Après la surprise du premier tome et l'installation d'un univers qui peut être très prenant et d'une aventure stimulante, ce deuxième tome n'a aucun mal à confirmer les qualités d'un récit très bien rythmé. Les personnages se développent assez, certains comme Gilda ou Don gagnent en présence, le Kaiu Shirai pense à tout dans les détails, et Posuka Demizu assure largement dans ses planches pleines de mouvements et à la mise en scène soignée.
Critique 1
Emma, Norman et Rey ont décidé de s'enfuir de l'orphelinat plutôt que d'être livré en pâture à des monstres comme du bétail. Mais ils ne partiront pas seuls et prendront leurs frères et sœurs avec eux. Pour qu'ils ne soient pas des freins lors de l'évasion, le trio organise un entraînement sous forme de grande séance de jeu du loup. C'est alors que Soeur Krone, au courant de la présence d'éléments dissidents chez les enfants, s'en mêle et va découvrir que l'élevage de Maman est bien de première qualité...
Après une introduction plus que réussie pour l’œuvre de Kaiu Shirai et Posuka Demizu, The Promised Neverland aborde le vif du sujet : la planification de l'évasion. Cette suite y va pourtant tout en douceur d'un certain point de vue : pas d'expérimentation d'évasion comme on peut trouver dans des titres tels que Prisonnier Riku, mais tout un amas de réflexions qui contribuent à un immense combat psychologique entre différents personnages. La grande partie du jeu du loup en début de volume est un excellent exemple, cette séquence brillante d'une intensité si bien qu'on ressent l'opposition entre notre trio vedette et sœur Krone, adversaire remarquablement rendu effrayant grâce au coup de crayon et à la mise en scène brillante de Posuka Demizu.
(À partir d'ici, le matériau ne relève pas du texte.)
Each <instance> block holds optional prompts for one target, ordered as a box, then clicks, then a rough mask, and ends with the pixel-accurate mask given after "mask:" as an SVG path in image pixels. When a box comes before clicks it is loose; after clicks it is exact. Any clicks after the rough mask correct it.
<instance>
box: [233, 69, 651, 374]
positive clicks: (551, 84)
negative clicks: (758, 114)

Mais le tome va beaucoup plus loin que simplement confronter les trois enfants aux gérantes de l'orphelinat. Entre trahisons, agents doubles et espions, ce deuxième volet propose son lot de rebondissements qui viennent complexifier toute cette joute psychologique entre les différentes « factions ». Il serait plus que délicat d'entrer dans les détails, The Promised Neverland étant typiquement le genre de série où toute parole un peu trop explicite dévoile un élément d'un volume, mais cette dimension nouvelle apporte une intensité qui était alors minime dans le premier opus. En plus de présenter de nouveaux personnages, cette suite nous retourne le cerveau et nous fait douter de tout le monde à tout moment. Fort heureusement pour nos nerfs, elle se termine à un moment particulièrement habile, sans nous laisser sur un trop grand cliffhanger, mais en piquant suffisamment l'intérêt du lecteur pour avoir envie de lire la suite. De toute façon, les fins de chapitres étant toujours intenses, il sera difficile pour un volume de se conclure sans que le lecteur veuille se tirer les cheveux.
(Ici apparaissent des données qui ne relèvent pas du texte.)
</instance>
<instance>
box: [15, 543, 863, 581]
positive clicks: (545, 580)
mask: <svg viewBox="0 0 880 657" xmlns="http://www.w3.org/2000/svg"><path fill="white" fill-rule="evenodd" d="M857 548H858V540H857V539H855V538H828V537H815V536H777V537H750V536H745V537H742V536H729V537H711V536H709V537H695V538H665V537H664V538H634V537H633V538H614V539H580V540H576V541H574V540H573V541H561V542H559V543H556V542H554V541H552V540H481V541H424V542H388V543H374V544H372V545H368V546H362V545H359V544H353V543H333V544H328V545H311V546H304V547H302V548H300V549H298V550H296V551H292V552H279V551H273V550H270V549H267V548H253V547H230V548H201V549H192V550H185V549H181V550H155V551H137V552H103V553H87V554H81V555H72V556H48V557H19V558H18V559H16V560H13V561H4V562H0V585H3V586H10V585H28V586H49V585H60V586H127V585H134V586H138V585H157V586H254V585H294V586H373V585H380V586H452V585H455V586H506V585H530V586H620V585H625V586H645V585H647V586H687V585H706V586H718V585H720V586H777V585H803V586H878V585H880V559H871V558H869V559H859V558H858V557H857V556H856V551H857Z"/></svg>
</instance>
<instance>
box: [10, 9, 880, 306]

Finalement, c'est l'univers global de la série que ce second tome met un peu de côté. Pas de grandes révélations sur le monde entourant l'orphelinat ni sur les fameux monstres qui dégustent les enfants comme de la viande fraîche, bien que quelques pistes soient données pour situer la place de Grace Field House dans le monde de The Promised Neverland. Mais chaque chose en son temps, ce deuxième volume étant si dense qu'on ne peut tenir rigueur aux auteurs de se concentrer avant tout sur le plan d'évasion de nos trois petites têtes blondes.
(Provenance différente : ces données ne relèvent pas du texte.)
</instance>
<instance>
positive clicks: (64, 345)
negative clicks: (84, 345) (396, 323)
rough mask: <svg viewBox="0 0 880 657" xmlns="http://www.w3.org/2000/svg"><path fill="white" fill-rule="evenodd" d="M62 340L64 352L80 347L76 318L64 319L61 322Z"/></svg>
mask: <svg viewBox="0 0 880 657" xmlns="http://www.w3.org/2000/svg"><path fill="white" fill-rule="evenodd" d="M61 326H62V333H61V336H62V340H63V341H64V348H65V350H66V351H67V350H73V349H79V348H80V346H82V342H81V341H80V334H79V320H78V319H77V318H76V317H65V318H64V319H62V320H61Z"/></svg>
On notera que sur ce second volume, un bandeau publicitaire affiche les soutiens de Eiichirô Oda et Osamu Akimoto, deux grands mangaka de l'écurie Shônen Jump qui ont déjà vu dans la série de Kaiu Shirai et Demizu Posuka un titre incontournable... L'avenir confirmera ou non cette impression de notre côté, mais, pour l'instant, rarement une série se sera montrée aussi intense dès ses premiers volumes.